2. The trial Court in this case has taken the view that such an adoption is invalid, while the lower appellate Court has accepted the view that the adoption is not invalid, though it is opposed to the Hindu sentiment, and to a rule which, though it has not the force of law, is recommendatory as to the propriety of the adoption. There is no express text directly bearing on this point, at any rate none has been cited to us. But it is urged on behalf of the appellant that it is a necessary inference from the provision that the adopted boy should be the reflection of a natural son. That no doubt is true, and the inference which is suggested also is undoubtedly a fair inference. Hut the question is whether it has the force of law in the sense that if that condition is not fulfilled, the adoption becomes invalid.

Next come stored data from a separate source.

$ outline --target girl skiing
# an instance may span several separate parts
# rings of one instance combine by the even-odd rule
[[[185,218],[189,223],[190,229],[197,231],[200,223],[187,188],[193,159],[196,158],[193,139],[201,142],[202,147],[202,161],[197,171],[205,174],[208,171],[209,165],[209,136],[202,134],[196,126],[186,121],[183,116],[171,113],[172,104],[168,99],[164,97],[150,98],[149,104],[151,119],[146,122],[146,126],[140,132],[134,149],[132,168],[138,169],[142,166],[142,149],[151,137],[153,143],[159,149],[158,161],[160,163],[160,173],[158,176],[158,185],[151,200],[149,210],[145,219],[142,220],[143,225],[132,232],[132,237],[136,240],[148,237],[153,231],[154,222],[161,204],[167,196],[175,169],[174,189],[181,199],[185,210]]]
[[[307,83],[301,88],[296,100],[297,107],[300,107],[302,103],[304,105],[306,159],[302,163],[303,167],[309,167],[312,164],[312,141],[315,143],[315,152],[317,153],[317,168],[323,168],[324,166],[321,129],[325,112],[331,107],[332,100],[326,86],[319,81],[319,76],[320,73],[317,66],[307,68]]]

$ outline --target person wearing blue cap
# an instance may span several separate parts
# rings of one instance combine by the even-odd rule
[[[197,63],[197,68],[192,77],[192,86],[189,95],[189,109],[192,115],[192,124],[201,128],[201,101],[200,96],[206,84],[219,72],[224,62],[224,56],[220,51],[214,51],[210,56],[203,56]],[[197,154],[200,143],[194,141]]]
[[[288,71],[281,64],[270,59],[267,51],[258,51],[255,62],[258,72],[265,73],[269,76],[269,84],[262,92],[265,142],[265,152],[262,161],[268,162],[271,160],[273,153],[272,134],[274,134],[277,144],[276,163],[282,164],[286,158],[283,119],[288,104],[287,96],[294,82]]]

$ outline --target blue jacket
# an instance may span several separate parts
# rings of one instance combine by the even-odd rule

3. No decision is cited in support of this contention; and according to the observations in different cases, of which Mallappa Parappa v. Gangava I.L.R. (1918) 43 Bom. 209, s.c. 21 Bom. L.R. 17. is only an example, these various rules, which are deducible from the expression that the adopted son should be the reflection of a natural son, including the rule as to the age of the adopted boy, have been treated as recommendatory and not mandatory. The observations of Ranade J. in Gopal v. Vishnu I.L.R. (1898) 23 Bom. 250, which have been referred to in the judgments of the lower Courts, do not directly bear on this point, though the inference which is suggested on behalf of the appellant is referred to. It would appear, however, from the observations taken as a whole that the consideration as to the age limit would be a matter of recommendation, and not a positive rule of law.

4. It is quite true that the adoption of a boy who is older than the adoptive father is contrary to the recognised notions of Hindus as to adoptions, and to the fundamental idea of an adopted son. That is the reason why such adoptions are very rare. But having regard to the lines on which these rules relating to adoption have been interpreted by the Courts, it is difficult to hold that the consideration that the adopted boy should not be older than his adoptive father, can be treated as having the force of a prohibitive rule. We think that the learned Assistant Judge has taken a correct view as to the validity of this adoption, and that the contention of defendant No. 1 on this point must be disallowed. The decree for partition must, therefore, be accepted as correct.

5. It is, however, necessary to make provision for the maintenance of defendant No. 1, the widow of Tukaram, before she is dispossessed of any property. We, therefore, amend the decree by directing that adequate provision for the maintenance of defendant No. 1 should be made before the properties in suit are partitioned and possession given to the respective parties in pursuance of the partition decree. If the parties do not agree within a fortnight as to the amount of maintenance to be awarded to defendant No. I that question should be determined in execution. The amount of maintenance to be a charge on the properties to be partitioned. The appellant to pay the costs of respondent No. 1.